Post 9/11 politicians everywhere have adopted the mantra of the "war on terror". George Bush and John Howard are great advocates for the now very much over-worked term.

In Australia, John Howard has this week had to deal with the UK High Commissioner to Australia asserting that the British did not enter into the Iraq War as part of the "war on terror". See Alan Ramsay's piece "Home truths about Bush's Iraq War" in the SMH on that issue here.

Meanwhile, FP [Foreign Policy magazine] has undertaken its own survey on the "war on terror" and it is all faring. Not well it seems. It's a timely piece worth reading.

"America’s leaders like to say that the terrorist attacks of Sept. 11, 2001, represented a watershed. After that fateful day, Americans were told, problems that had been allowed to linger—terrorist sanctuaries, dangerous dictators, and cumbersome government bureaucracies—would no longer be neglected and left for terrorists to exploit. Yet, more than five years later, Americans are more skeptical than ever that the United States has effectively confronted the threat of terrorism. Barely half believe that their government has a plan to protect them from terrorism. Just six months ago, 55 percent of Americans approved of the way the war on terror was being handled. Today, that number is just 43 percent—lower than at practically any point since the 9/11 attacks.
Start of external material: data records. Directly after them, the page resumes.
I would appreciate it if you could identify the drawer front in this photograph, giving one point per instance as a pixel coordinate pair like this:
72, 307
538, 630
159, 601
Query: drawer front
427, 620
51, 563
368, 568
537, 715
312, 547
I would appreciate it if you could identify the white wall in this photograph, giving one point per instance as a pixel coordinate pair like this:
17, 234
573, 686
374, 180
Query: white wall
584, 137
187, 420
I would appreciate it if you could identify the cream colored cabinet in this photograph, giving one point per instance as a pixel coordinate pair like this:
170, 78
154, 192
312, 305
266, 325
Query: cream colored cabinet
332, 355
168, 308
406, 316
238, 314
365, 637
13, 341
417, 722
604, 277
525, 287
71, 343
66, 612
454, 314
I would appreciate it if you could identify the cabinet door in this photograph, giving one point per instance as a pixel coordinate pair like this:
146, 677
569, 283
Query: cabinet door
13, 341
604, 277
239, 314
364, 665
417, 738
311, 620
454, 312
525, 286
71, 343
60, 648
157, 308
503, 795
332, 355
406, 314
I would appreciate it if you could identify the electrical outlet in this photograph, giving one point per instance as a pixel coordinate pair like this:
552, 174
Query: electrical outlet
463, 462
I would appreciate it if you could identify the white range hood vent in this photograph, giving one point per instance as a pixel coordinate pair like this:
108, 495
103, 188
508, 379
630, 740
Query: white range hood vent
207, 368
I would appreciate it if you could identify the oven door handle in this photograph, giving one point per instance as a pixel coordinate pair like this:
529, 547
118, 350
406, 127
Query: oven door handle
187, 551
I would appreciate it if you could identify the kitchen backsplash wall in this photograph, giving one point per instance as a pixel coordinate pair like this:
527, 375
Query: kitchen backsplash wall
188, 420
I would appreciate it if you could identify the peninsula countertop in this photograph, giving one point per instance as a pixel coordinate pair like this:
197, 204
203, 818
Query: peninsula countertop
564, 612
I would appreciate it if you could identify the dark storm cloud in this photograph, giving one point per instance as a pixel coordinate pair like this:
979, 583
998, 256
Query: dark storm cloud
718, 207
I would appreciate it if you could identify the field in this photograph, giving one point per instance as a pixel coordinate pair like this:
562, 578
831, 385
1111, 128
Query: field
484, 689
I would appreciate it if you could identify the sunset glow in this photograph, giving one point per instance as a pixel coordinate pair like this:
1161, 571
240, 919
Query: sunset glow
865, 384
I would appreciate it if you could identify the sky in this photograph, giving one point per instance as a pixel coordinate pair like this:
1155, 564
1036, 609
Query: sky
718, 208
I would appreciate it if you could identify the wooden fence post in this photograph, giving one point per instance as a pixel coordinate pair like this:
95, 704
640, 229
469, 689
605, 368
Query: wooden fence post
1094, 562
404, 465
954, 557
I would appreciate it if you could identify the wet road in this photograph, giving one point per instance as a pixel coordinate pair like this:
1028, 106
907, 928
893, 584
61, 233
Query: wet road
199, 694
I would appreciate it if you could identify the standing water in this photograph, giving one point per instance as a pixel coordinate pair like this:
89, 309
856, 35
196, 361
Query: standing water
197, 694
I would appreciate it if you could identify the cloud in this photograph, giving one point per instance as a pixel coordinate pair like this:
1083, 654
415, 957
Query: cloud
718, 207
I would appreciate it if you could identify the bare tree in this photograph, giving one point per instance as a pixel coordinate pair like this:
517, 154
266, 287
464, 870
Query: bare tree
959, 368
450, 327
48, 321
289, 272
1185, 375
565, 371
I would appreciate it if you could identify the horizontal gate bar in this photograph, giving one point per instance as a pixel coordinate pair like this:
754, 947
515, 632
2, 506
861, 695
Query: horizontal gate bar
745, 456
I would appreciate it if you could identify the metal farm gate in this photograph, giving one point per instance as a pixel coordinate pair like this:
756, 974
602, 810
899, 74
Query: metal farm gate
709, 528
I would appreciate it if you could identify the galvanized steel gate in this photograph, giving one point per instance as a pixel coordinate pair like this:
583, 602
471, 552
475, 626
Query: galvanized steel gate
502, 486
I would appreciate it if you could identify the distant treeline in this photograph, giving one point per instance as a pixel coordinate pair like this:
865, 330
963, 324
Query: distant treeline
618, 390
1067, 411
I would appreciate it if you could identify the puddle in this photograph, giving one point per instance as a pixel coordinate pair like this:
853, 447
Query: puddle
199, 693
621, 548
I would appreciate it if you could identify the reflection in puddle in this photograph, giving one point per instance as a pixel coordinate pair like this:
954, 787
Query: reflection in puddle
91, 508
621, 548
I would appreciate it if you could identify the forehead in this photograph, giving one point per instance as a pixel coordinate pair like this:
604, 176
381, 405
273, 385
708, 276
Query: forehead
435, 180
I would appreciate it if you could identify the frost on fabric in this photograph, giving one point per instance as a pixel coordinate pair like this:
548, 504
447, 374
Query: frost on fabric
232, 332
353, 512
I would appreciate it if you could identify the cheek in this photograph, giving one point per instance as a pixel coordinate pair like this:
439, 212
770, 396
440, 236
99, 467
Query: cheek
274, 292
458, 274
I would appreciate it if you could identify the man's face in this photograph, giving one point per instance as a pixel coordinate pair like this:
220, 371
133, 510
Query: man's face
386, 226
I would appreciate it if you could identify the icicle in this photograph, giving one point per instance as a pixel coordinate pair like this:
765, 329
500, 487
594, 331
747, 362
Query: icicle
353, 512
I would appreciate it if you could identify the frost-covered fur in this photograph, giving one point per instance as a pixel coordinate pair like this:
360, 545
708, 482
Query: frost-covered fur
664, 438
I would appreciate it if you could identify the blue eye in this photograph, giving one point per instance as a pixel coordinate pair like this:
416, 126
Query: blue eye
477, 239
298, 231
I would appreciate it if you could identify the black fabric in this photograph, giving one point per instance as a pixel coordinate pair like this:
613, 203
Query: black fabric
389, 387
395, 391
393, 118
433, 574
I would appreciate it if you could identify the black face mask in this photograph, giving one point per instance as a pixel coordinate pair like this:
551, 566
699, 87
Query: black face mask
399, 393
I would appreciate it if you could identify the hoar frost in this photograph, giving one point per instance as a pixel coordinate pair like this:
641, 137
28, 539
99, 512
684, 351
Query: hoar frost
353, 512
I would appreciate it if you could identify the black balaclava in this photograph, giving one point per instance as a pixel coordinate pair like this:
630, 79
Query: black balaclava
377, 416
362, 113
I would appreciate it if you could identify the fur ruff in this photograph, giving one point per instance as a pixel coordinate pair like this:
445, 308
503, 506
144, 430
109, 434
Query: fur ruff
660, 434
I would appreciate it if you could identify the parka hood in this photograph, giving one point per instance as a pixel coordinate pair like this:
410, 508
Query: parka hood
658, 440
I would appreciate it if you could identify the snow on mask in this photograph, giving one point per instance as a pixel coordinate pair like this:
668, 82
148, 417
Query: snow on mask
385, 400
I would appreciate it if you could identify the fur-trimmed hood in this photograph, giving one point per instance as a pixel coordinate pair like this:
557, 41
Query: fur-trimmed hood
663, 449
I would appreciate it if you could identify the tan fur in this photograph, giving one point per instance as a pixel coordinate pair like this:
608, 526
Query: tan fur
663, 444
That skepticism could be easily attributed to dark events in the past six months: a bloody war between Israel and Hezbollah, a plot in Britain to explode liquid bombs aboard airliners bound for the United States, North Korea’s nuclear test, a resurgent Taliban in Afghanistan, and Iraq’s downward slide into deadly sectarian strife. But is the public’s pessimism over the war on terror just a problem of perception? After all, the United States has yet to be attacked again at home—and that could be the most important benchmark of all.